No se trata de que hayan ganado todas las demandas presentadas contra compañías de IA, sino que han optado por un camino distinto y quizás más preocupante: llegar a acuerdos.
En solo dieciocho meses, Warner Music Group ha cambiado completamente su postura frente a la IA. En junio de 2024, esta discográfica, junto a Sony y Universal, demandó a Suno por infringir derechos de autor, acusándola de entrenar sus modelos con millones de canciones protegidas sin permiso. Pero ahora, sorprendentemente, Warner anuncia una alianza con Suno para licenciar todo su catálogo.
Suno es un generador de música mediante inteligencia artificial que ha atraído cerca de 100 millones de usuarios en dos años. Permite crear canciones completas partiendo de simples descripciones de texto, donde el usuario puede elegir el género, estado de ánimo, instrumentos y tempo. En apenas unos 15 segundos, el sistema genera dos versiones de la canción solicitada, combinando su propio modelo musical con la ayuda de ChatGPT, lo que da lugar a piezas con letras, voces e instrumentación o incluso solo instrumental.
El acuerdo que han firmado señala que, para 2026, Suno lanzará nuevos modelos avanzados completamente licenciados que reemplazarán a los actuales. Además, los artistas del catálogo de Warner —como Lady Gaga, Coldplay o Ed Sheeran— tendrán la última palabra para decidir si su nombre, imagen, voz o composiciones pueden usarse en la música generada por IA. Aunque no se han divulgado detalles financieros, Robert Kyncl, CEO de Warner, aseguró que el objetivo es “compensar y proteger a los artistas, compositores y la comunidad creativa”.

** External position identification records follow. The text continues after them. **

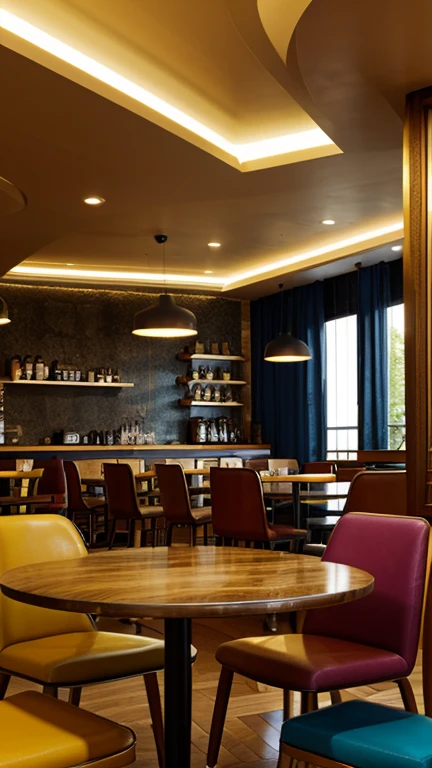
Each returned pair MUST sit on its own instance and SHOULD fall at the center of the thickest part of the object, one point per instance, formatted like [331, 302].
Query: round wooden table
[178, 584]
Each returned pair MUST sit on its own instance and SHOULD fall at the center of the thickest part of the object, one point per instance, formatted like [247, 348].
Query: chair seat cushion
[41, 732]
[83, 657]
[284, 532]
[364, 735]
[309, 662]
[201, 514]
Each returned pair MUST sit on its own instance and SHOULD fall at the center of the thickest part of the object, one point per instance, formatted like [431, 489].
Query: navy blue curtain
[373, 300]
[288, 399]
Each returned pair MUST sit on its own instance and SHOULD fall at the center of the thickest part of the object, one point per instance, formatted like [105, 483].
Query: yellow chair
[58, 649]
[42, 733]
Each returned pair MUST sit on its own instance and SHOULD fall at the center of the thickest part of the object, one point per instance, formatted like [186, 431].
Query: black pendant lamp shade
[286, 348]
[4, 315]
[165, 320]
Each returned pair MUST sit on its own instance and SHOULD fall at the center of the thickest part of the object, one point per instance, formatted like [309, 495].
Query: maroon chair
[239, 512]
[176, 504]
[122, 503]
[85, 513]
[371, 640]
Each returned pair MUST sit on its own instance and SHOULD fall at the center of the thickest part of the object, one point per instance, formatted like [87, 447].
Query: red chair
[239, 511]
[83, 512]
[372, 640]
[176, 504]
[122, 503]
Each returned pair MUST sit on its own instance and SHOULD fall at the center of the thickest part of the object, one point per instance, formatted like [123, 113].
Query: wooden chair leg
[112, 534]
[4, 682]
[153, 696]
[51, 690]
[75, 696]
[169, 535]
[407, 695]
[219, 715]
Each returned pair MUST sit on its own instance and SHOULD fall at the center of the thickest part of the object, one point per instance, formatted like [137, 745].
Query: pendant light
[286, 348]
[4, 315]
[165, 320]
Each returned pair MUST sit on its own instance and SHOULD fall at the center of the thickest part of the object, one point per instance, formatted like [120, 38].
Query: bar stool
[122, 504]
[176, 503]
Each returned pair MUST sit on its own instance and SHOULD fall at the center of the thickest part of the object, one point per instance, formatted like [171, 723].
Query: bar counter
[76, 452]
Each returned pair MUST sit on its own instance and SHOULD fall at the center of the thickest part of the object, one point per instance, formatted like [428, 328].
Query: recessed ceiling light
[94, 200]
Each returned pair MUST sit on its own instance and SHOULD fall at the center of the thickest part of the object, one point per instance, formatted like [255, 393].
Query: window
[342, 408]
[396, 418]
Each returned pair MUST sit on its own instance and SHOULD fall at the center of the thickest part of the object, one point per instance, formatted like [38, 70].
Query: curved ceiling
[250, 69]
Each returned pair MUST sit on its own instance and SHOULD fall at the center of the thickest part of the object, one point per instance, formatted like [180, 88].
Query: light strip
[104, 274]
[322, 251]
[254, 150]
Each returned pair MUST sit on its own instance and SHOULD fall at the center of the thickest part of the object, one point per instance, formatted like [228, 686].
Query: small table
[296, 480]
[178, 585]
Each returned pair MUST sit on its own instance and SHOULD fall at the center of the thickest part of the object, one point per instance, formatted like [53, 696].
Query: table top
[180, 582]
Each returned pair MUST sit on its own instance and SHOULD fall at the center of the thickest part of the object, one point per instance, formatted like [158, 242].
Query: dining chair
[379, 491]
[239, 512]
[122, 504]
[88, 512]
[176, 504]
[57, 649]
[360, 734]
[40, 732]
[372, 640]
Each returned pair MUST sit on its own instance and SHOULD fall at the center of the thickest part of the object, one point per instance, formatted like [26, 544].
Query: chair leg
[75, 696]
[153, 696]
[407, 695]
[112, 534]
[169, 535]
[4, 682]
[219, 715]
[51, 690]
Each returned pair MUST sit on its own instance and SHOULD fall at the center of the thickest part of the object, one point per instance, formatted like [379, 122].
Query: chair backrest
[238, 509]
[318, 467]
[174, 493]
[120, 492]
[32, 539]
[73, 483]
[394, 550]
[291, 464]
[384, 493]
[53, 480]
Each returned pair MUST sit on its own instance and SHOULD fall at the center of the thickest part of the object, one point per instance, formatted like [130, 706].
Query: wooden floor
[254, 716]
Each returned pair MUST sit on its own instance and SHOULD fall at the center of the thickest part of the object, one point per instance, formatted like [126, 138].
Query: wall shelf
[66, 383]
[209, 404]
[184, 356]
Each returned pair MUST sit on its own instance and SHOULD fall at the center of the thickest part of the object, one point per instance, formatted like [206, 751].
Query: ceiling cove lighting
[165, 320]
[150, 278]
[94, 200]
[4, 315]
[255, 150]
[286, 348]
[316, 252]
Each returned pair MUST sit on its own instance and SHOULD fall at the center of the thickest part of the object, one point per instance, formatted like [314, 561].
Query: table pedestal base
[178, 693]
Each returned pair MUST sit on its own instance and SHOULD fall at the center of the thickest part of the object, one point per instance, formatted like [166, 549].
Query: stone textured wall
[92, 328]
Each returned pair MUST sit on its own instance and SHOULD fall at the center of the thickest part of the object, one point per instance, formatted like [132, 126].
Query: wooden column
[417, 262]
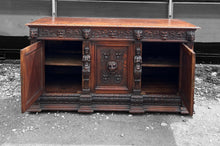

Como parte del trato, Suno adquirió Songkick, la plataforma de Warner para descubrir conciertos. También, de ahora en adelante, para descargar canciones generadas por Suno será necesario tener una cuenta de pago, con límites mensuales y opciones para comprar descargas adicionales, algo similar a los modelos gratuitos con restricciones de otras aplicaciones basadas en IA.
La demanda original de 2024 acusaba a Suno y a Udio de usar masivamente grabaciones protegidas sin autorización, solicitando hasta 150,000 dólares por cada canción infringida. Aunque Suno reconoció haber utilizado decenas de millones de canciones protegidas para entrenar sus modelos, argumentó que su uso estaba amparado bajo la doctrina del “fair use”. ¿Por qué ahora este cambio de postura por parte de Warner? Probablemente influyó que Suno cerró recientemente una ronda de financiación por 250 millones de dólares, valorando la empresa en 2,450 millones.
Warner no es la única en tomar este camino. En junio de 2024, Universal Music firmó un acuerdo con SoundLabs para ofrecer a sus artistas herramientas de clonación vocal con el plugin MicDrop. Y en noviembre, Universal, Sony y Warner firmaron contratos con la emergente startup KLAY para entrenar su modelo musical con música licenciada.
Estos movimientos son clave, porque a diferencia de otros sectores como el cine o la prensa, donde la IA ha provocado fuertes enfrentamientos, las grandes discográficas están siendo las primeras en dejar de lado las disputas, lo que podría allanar el camino para una menor tensión en otras industrias.
Sin embargo, el futuro no está del todo claro. Sony y Warner mantienen abiertas sus demandas contra Udio y Suno, y hay dudas sobre el alcance real del contrato; aunque los artistas supuestamente pueden vetar el uso de sus obras, expertos como Irving Azoff, fundador de Music Artists Coalition, advierten que “los artistas terminan con muy poca participación”. Otros analistas, como Frankie Pizá, son más pesimistas y apuntan a que “lo que parecía el fin del concepto tradicional de autoría se está transformando en un nuevo sistema, controlado por las grandes discográficas”.
Pizá añade que la industria musical tiene una larga historia de adaptarse a las innovaciones tecnológicas: primero rechazan la novedad por motivos éticos, luego presentan demandas legales, después llegan a acuerdos y finalmente implementan las nuevas condiciones. Así ha sucedido con Napster, YouTube, el streaming... y ahora con la inteligencia artificial.